The Arbitrator determined that the Agency failed to provide appropriate consideration to internal candidates for a position and awarded two of the candidates priority consideration for the next appropriate vacancy. We conclude that the Agency has failed to establish that the award is deficient. Accordingly, we deny the Agency's exceptions.
II. Background and Arbitrator's Award
When a public affairs specialist retired, the Agency filled the position by transferring a nonunit employee to the position. The Union filed a grievance which contended that the Agency violated Article 26, Section 7B of the parties' collective bargaining agreement by failing to first consider unit employees for the position. Article 26, Section 7B provides:
For a period of 10 workdays prior to considering candidates from outside the AFGE bargaining unit, the Employer agrees to first consider for selection internal candidates.
As a result of the grievance, the Agency vacated the transfer and announced the position. Nine internal candidates applied for the position, and the Agency's area director considered them for 10 days. He declined to select any of the internal candidates and requested the entire best-qualified list for consideration. That list added the employee originally transferred to the position, and the area director selected her for the position. The Union filed the grievance in this case, which contended that the Agency again violated Article 26, Section 7B. As a remedy, the Union requested that the Agency select a qualified internal candidate for the position.
An abbreviated arbitration hearing was held.

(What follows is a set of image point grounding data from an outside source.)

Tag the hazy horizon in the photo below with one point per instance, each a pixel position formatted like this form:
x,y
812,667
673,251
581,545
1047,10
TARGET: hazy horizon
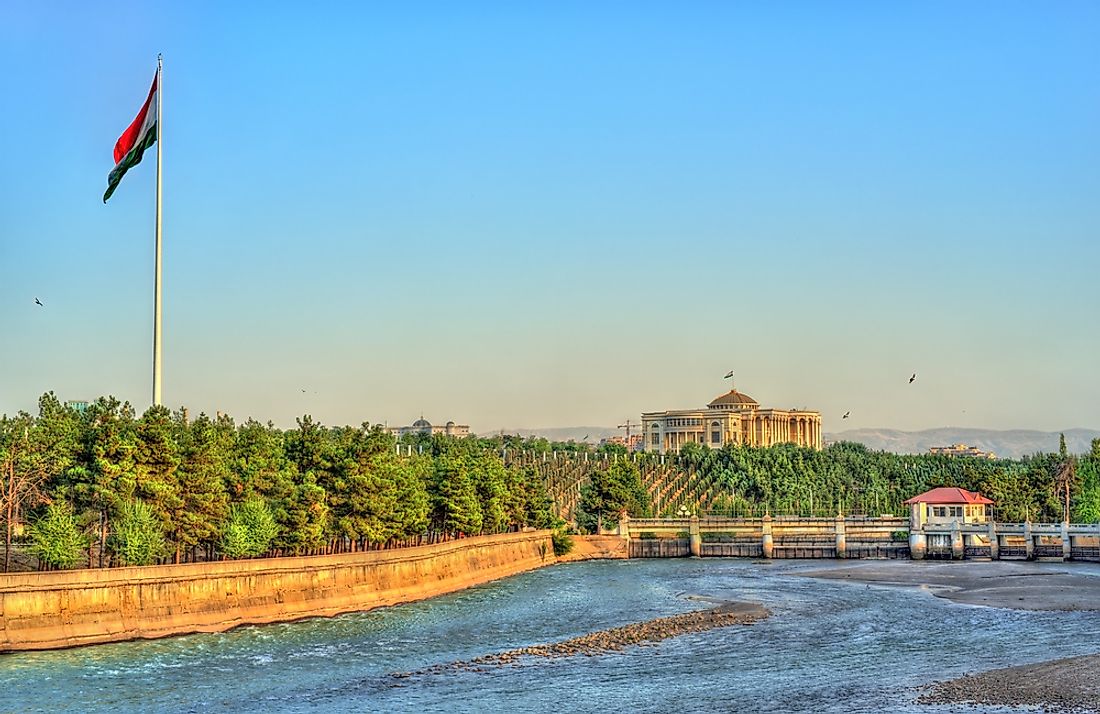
x,y
563,215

Before the Arbitrator, the Agency made an opening statement asserting that the area director considered the internal candidates "in a real and meaningful way," but that he had a clear idea of the "ideal candidate" for the position and that although two of the internal candidates were qualified for the position, they did not meet his idea of the ideal candidate. Award at 4 (quoting opening statement). After the opening statement, in a stipulation, the Union agreed that "management's opening statement represents the testimony that would have been provided by management witnesses." Stipulation of the Parties. After so stipulating, the Union rested its case without presenting evidence or testimony. However, in its post-hearing brief, the Union argued that the consideration given by the area director was not real and meaningful.

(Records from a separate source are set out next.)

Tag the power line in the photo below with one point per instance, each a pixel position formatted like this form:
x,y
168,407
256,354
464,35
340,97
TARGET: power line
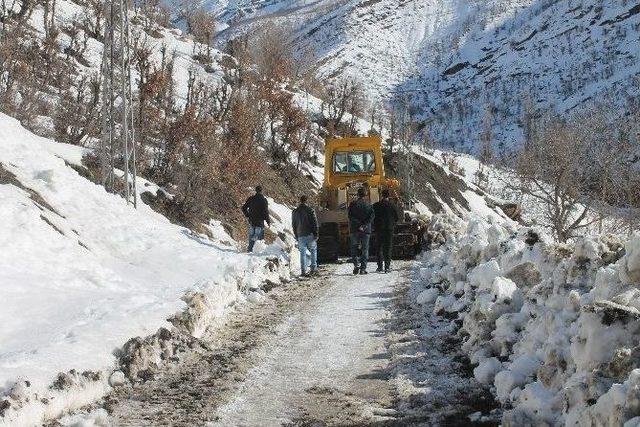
x,y
118,135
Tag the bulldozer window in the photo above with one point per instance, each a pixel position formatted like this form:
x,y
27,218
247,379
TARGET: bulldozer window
x,y
354,162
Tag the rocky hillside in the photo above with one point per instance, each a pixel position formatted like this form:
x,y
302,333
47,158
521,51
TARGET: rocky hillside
x,y
462,63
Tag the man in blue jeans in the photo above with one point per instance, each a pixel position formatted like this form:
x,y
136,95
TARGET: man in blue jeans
x,y
360,219
305,228
256,209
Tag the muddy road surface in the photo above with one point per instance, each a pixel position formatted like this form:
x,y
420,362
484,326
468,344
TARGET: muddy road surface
x,y
335,350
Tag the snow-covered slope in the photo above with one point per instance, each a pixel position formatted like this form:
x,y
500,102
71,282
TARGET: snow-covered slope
x,y
81,272
456,59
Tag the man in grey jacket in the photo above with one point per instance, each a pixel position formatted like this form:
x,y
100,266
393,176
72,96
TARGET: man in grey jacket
x,y
305,228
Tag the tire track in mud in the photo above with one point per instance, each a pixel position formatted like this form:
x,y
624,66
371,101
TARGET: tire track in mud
x,y
405,367
189,394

In addressing the interpretation and application of Section 7B, the Arbitrator noted that the parties follow the arbitration award of Arbitrator James Stern "as a statement of their rights and responsibilities under Section 7B." Award at 10. Arbitrator Stern had ruled that consideration of internal candidates "must be real and meaningful, not just a rote exercise supposedly meeting a contractual requirement." Id. at 5 (quoting award of Arbitrator Stern). [n1] In Arbitrator Dworkin's view, "[t]here were two pieces to the Stern criteria. The first held that Section 7B appraisals had to be real (e.g., bona fide) and meaningful." Id. at 10. To Arbitrator Dworkin, the second piece placed a burden on management to explain the failure to select from internal candidates once the Union showed that eligible, qualified internal candidates applied.
The Arbitrator found that as stipulated, two of the internal candidates were fully qualified. As to management's burden of proof, the Arbitrator concluded that "[t]he record contain[ed] no evidential basis for arbitral [ v58 p60 ] approval of the selecting officer's decision." Id. at 12. The Arbitrator found that in view of the opening statement as to why the selecting official did not select any internal candidate, to sustain the Agency's position he would have to know the selecting official's image of "ideal." Id. He explained that as a result of the "[t]runcated hearing," there was no evidence of what comprised the ideal candidate. Id. Accordingly, "[d]ue entirely to lack of probative evidence supporting Management's selection of an outside candidate," the Arbitrator sustained the grievance. Id. at 14.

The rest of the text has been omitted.